A friend of mine can't resist clicking on "forward" whenever jokes - they mostly range from lame to inane - get zapped into his e-mail box.
Ah. Got a friend like that, too?
He's a big sharer. The messages have invariably been cc'd to every name on his personal distribution list. And since he and I once worked at the same company, I find that list to be a remarkably deep directory of far-flung mutual acquaintances.
So I mine it. Once it landed me a referral to a source for a story. Another time, a freelance job.
Nice little windfall database. I'd long since lost track of many of these people, owing to my less than meticulous record-keeping.
Innocuous? Sure. I'm not hitting anyone up for money. And I'd never dream of delivering this list of people - all professionals with desirable demographic traits - to any list-broker or marketer.
But my friend may be passing around a leaky bucket. Should a message recipient casually pass it along to anyone outside the circle, this bundle of addresses goes bobbing off in the whitewater of Web traffic. To be fished out downstream. By anybody.

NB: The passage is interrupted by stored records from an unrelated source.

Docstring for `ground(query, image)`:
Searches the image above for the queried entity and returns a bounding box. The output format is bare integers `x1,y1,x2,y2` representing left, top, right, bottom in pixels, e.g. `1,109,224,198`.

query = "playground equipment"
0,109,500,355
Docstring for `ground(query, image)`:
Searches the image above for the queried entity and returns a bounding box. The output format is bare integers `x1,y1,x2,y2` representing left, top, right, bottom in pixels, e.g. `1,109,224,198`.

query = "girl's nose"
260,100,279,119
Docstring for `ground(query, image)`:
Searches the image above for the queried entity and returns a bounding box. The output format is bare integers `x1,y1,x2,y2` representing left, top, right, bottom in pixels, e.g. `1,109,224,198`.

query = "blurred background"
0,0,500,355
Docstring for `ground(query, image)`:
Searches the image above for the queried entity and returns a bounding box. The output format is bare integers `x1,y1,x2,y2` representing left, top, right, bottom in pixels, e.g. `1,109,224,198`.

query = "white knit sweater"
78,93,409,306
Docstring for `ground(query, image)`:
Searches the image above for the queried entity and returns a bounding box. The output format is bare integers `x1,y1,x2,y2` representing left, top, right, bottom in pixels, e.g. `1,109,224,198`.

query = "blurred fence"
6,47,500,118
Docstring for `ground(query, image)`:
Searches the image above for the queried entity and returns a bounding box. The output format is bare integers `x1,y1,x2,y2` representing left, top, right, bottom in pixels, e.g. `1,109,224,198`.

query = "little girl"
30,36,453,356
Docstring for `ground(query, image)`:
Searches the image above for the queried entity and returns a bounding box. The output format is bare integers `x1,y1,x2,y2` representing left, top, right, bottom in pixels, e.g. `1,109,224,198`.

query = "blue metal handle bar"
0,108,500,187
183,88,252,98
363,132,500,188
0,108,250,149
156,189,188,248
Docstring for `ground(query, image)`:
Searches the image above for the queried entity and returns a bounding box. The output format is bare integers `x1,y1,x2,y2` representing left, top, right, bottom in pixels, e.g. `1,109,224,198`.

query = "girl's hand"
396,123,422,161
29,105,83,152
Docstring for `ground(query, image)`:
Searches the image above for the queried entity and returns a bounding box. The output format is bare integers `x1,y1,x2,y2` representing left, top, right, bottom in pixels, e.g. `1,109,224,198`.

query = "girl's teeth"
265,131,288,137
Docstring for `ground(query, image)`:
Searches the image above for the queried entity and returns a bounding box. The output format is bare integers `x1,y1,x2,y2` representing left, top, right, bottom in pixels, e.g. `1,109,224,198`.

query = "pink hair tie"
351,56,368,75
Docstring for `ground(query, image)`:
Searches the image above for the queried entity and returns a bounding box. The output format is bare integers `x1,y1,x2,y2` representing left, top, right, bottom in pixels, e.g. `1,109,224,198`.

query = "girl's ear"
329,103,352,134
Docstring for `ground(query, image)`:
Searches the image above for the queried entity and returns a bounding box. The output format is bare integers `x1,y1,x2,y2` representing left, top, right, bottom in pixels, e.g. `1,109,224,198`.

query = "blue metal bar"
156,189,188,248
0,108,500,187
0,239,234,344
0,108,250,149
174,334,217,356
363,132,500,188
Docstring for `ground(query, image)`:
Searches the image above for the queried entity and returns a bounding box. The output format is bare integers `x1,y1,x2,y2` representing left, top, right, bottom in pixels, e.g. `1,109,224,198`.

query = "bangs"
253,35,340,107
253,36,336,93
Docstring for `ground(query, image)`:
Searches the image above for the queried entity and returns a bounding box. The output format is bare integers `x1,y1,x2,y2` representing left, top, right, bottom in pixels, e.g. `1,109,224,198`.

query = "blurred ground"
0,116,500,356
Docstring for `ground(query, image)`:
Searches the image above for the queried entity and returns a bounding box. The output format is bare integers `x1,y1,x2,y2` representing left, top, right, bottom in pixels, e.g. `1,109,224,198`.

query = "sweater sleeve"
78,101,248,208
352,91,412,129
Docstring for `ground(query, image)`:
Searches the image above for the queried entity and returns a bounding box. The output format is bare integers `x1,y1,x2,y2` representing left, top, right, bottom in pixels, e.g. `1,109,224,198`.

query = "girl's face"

More people, I'm hearing, are now using the "blind cc" option, shielding lists like my friend's.
So what do you get for being better-known in the Web universe? More spam. Invitations to trade data for products and services.
Tougher to avoid are the more systematic bids to obtain your data. The New York Times's Peter H. Lewis recently called the Internet "the most voracious vacuum of personal data in history."
Many companies tout privacy policies as if they were inviolable. But can they guard your data, when some of the best can't yet defend themselves from hackers?